Task : Xor(1 <= i <= j <= n) (a[i] + a[j])

Subtask1

O(N^2) : Brute

Subtask2

O(Vmax^2) : For every value x we count the number of its occurrences ( ap[x] ) in the given array. Now we take two values a <= b and we will have two cases :

• if a < b and every value occurs an odd number of times our answer will be updated with (a + b)

• if a = b the number of pairs (1 <= p <= q <= n and val[p] = val[q] = a) will be 1 + 2 + ... + ap[a]. If this number is odd the answer will be updated with (a + b)

Subtask3

O(N logN logVmax) : We will fix a bit , let call it B. We will get an array x i.e. ~x[i] = val[i] % 2^{B+1}~ . We will sort this array x. If we get two values x[p] and x[q] , there will be 4 cases, more precisely, (x[p] + x[q]) will belong to an interval amongst the following ones : \(I_1 = [0... 2^B – 1]\) , ~I_2 = [2^B ... 2 * 2^B - 1]~ , \(I_3 = [2 * 2^B ... 3 * 2^B – 1]\) , \(I_4 = [3 * 2^B ... 4 * 2^B – 1]\).
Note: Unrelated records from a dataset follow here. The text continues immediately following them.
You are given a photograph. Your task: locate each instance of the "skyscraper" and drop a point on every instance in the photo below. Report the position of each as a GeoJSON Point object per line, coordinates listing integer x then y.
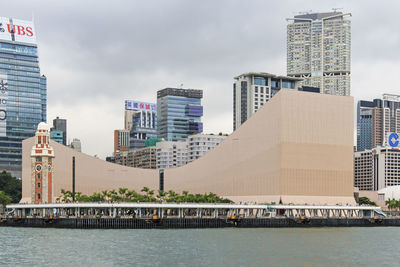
{"type": "Point", "coordinates": [179, 113]}
{"type": "Point", "coordinates": [141, 122]}
{"type": "Point", "coordinates": [376, 119]}
{"type": "Point", "coordinates": [251, 90]}
{"type": "Point", "coordinates": [121, 141]}
{"type": "Point", "coordinates": [318, 50]}
{"type": "Point", "coordinates": [23, 93]}
{"type": "Point", "coordinates": [59, 125]}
If the sum is in the second or in the fourth, the sum contains the bit B. For every x[pos] we will use binary search to find three indices p1 , p2 , p3, meaning that

\(1 <= i < p1 , x[i] + x[pos] ε I_1 ;\)

\(p1 <= i < p2 , x[i] + x[pos] ε I_2 ;\)

\(p2 <= i < p3 , x[i] + x[pos] ε I_3 ;\)

\(p3 <= i <= n , x[i] + x[pos] ε I_4\)

If p2 – p1 + n + 1 – p3 is odd we will update the answer with ~2^B~ .

Subtask 4

O(N * logVmax) : It is the same idea like the previos one. The two essential observations are :

1. If we are at a bit B + 1, we can pass easily at bit B. This step involves that ~x[i] < 2^{B+2}~ We will split x in two parts. For every ~1 <= i <= K~ , ~x[i] < 2^{B+1}~ and if ~K < i <= n~ , ~x[i] >= 2^{B+1}~ . We will decrease every ~x[i] >= 2^{B+1}~ by ~2^{B+1}~ . These two parts are now sorted and we will merge them in O(n), resulting necessary x.

2. Now, for every position pos, we will update indices p1 , p2 , p3 advancing them from pos – 1 (two pointers trick).